29 November 2011


When Paul and I were in Kuala Lumpur, we did most of our exploring in the morning and in the evening. Our afternoons consisted of a little wandering and a lot of napping. Again, not even the hotel concierge could recommend things for us to do in the afternoons other than shopping.

So we went shopping.

We went to Times Square the first day and had the best pizza I have had in almost a year. Thank you, Papa.

My how I missed that garlic butter sauce! This is how fast food pizza should be served.

We filled our bellies to the max with the pizza, the cheesy garlic bread, the onion rings and three Cokes, so we needed to walk it all off for a bit so that the food coma would not set in.

This mall was huge. There were at least eight floors and there were wings. I thought the Times Square Indoor Themepark sign was funny, so I took a picture. What kind of theme park awaited us? A couple dinky rides? Weird.

I chuckled when I saw this sign above the entrance. And then, I walked in. To my amazement, there were all sorts of rides and games in this four-story space. There was even a roller coaster that twisted, turned and flipped above everyone’s head.

For dessert, after we burned some calories walking all over the mall that would give Manhattan Mall a run for its money, we headed to Paul’s favorite eatery, Krispy Kreme. While he was boring and selected three glazed doughnuts, I was adventurous and selected a classic (dipped in sugar), an apple-filled doughnut and one topped with icing and Oreo crumbs. Mmmm.

Look at the minis!

The next day we went to a different mall at the base of the Petronas Twin Towers, one of Kuala Lumpur’s most recognized edifices. Paul decided that this mall would put Easton (for those familiar with Columbus) to shame. Many stores seen on Orchard Road also appeared here at Petronas.

What I enjoyed most, however, was the line of restaurants placed along the outside perimeter looking out into a park that reminded me of Boston Common. Ponds with water features and layers of trees were placed in front of the downtown cityscape. After we enjoyed our dinner, we walked around the park and an even larger landscape was revealed to us.

Runners steadily passed us along the walkway as the rain gently fell. We decided to take a few photos and then head back to the hotel before the monsoon approached.

Later that evening, we headed into Chinatown to see what crazy deals we could find. Before we moved to Singapore, the only Chinatown I have previously encountered was the one in Manhattan so I guess I was expecting something like that. I was also expecting something similar to Singapore’s Chinatown but, since nothing really opened until 6 p.m., I guess I knew this was going to be a bit different.

In Manhattan, there are lots of signs written in Chinese, fabulous authentic Chinese restaurants (not American Chinese, either – the real deal). There were a few ladies who ran tents with pretty bags hanging inside. The Chinatown in KL was nothing like the Chinatown in NY.

In this Chinatown, we were greeted from the second we each had one foot out of the cab. We were approached by several young men right off the bat who immediately inquired about what we were looking for. “CD? DVD?” “Handbags! Handbags!”

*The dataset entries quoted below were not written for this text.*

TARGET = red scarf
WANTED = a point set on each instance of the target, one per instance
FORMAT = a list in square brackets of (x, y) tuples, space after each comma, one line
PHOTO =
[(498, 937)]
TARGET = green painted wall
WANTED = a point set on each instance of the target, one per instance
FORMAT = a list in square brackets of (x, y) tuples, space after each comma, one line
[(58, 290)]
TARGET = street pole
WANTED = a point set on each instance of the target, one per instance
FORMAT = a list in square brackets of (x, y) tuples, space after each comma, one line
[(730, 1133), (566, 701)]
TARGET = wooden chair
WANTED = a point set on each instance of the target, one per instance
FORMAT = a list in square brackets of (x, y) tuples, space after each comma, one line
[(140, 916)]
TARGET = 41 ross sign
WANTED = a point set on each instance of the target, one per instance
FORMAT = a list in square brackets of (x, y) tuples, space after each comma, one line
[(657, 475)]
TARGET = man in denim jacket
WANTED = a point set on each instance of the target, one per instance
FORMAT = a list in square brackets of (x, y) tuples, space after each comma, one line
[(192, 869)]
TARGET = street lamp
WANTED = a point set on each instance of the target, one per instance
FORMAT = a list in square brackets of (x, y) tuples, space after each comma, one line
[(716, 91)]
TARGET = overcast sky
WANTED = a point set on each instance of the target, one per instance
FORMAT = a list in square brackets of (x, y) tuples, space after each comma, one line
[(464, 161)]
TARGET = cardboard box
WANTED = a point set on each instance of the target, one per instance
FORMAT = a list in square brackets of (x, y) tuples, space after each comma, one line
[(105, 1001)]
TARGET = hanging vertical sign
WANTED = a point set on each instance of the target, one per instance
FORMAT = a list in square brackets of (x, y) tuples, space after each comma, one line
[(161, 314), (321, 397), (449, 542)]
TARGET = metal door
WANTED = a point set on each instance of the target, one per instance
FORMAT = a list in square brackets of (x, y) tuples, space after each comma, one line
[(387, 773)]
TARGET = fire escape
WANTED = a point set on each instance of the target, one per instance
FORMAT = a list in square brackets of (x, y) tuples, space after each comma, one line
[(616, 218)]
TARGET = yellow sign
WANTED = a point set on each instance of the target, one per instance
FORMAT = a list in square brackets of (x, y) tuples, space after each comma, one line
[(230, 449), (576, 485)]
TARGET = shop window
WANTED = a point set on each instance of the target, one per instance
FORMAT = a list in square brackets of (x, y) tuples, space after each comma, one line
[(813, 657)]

The truth is that we had no idea what we were looking for. We had not even had a second to take a look around and just experience our surroundings. But we quickly learned that we had to move, so we just walked on.

From every booth we passed, someone inside came out and yelled in our ears, “Handbags! Hermes! Gucci! Prada! We have. Which one you like?” “CD, DVD.” “Watches, wallets…” OMG! I get it!

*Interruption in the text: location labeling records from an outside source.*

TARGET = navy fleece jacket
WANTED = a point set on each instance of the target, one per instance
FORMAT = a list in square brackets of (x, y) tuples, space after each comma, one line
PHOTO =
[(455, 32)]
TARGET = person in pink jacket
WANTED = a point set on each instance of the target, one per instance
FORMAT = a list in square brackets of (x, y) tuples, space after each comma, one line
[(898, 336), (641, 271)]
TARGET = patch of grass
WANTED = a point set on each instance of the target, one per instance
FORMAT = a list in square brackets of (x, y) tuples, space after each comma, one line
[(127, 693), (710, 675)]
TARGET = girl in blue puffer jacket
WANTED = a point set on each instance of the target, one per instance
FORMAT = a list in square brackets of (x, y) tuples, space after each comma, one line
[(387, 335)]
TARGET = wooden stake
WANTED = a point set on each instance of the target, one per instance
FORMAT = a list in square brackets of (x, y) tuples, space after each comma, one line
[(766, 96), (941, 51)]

The first section was  very open. There were some shops on either side of the two-lane road and a line of tents were set up in front of the shops on the street. Before we were event halfway through the first section, Paul and I started joking about how we needed to know a language other than English because everyone here obviously spoke our language.

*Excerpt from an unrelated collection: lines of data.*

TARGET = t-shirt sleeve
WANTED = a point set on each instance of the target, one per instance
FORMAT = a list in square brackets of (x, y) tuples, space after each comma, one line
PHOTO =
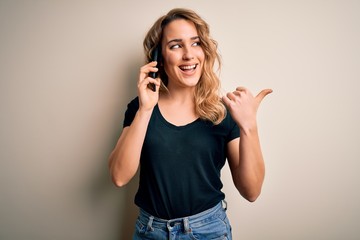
[(130, 112)]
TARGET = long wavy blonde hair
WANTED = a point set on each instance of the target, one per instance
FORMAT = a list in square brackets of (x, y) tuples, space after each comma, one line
[(208, 103)]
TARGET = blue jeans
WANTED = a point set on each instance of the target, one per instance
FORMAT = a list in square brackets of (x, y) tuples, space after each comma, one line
[(210, 224)]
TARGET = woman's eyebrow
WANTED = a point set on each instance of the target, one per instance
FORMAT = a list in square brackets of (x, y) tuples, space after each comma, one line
[(177, 40)]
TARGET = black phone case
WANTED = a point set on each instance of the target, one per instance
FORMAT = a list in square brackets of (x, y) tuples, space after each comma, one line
[(155, 56)]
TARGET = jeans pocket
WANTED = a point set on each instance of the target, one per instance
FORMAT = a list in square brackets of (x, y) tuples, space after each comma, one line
[(140, 228), (214, 228)]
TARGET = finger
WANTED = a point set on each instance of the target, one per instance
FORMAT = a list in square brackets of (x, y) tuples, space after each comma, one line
[(226, 101), (262, 94), (231, 96), (241, 89), (237, 93)]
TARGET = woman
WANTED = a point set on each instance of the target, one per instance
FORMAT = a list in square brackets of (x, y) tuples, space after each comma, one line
[(182, 133)]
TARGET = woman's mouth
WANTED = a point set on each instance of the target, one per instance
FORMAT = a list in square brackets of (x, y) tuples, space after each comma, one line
[(188, 67)]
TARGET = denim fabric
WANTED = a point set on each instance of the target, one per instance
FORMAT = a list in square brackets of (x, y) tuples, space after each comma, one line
[(210, 224)]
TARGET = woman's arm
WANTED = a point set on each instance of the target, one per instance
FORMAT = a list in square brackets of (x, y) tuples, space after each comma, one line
[(244, 153), (125, 158)]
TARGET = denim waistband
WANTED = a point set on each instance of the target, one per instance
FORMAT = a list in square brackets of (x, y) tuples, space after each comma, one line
[(184, 221)]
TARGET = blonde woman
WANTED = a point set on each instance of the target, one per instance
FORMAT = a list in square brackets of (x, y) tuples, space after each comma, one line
[(181, 132)]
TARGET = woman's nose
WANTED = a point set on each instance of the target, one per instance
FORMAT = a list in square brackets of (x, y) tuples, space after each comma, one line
[(188, 55)]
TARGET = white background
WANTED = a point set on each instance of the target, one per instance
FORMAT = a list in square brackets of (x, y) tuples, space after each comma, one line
[(68, 69)]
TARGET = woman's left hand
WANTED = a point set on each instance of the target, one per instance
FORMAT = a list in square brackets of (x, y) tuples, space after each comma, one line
[(243, 106)]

The next time he was approached, which was, of course, about four steps later, he started spattering out German 101.

“Sprechen sie Deutsch?” Paul asked.

“CD? DVD?” the street guy pressed on.



I just walked away. Obviously this guy had no idea but, then again, that was the point. So I just pretended that I did not understand English until I found a tent worth looking into. I am happy to say that my approach worked quite well. The vendors may have thought I was rude by not responding to anything they yelled at me, but I just continued to walk, not make eye contact and just act like I had no idea what anyone was saying. Like a charm.

The back section of the street was much more crowded than the former. In addition to the shops on either side of the street and then tents in front of the shops on the street, there were two more rows of shops back to back in the middle of the street.

Walking through tiny pathway reminded me of walking through Little India – there is enough for one person and one person only to make his or her way down the tunnel-like corridor. Once we made it down the block, that was it. We looked out and saw nothing but dark streets and dark buildings on three sides.

We were interested in a couple of items and, I have to say, I was quite surprised by Paul’s desire to drop some cash in Chinatown. He was haggling so crazily that I was embarrassed to stand next to him but he came out on top every time. The one time I tried to negotiate, I left the tent empty handed. It was fine, though, because I really did not want the item – I just seemed to like it because it was there and not $15,000. We quickly realized that it seemed as if we were spending the money just to spend the money, so we quickly lost interest in a few things.

We did come out with two new umbrellas and a couple Christmas gifts (ssshhh). All in all it was a pretty good experience but I can say with certainty that one trip to a Chinatown like this one is enough for me.

Wednesday morning, we awoke and took our time with breakfast. I packed up and headed off to the airport in my ironically overpriced-yet-falling-apart taxicab. I had never been so excited to get on a plane and get back to Singapore. Kuala Lumpur was OK. I am glad that I made the trip but I have no desire to return anytime soon. When I returned to Singapore that afternoon, I knew I had a big day ahead of me but I was excited for my upcoming favorite holiday and my first Singaporean Thanksgiving.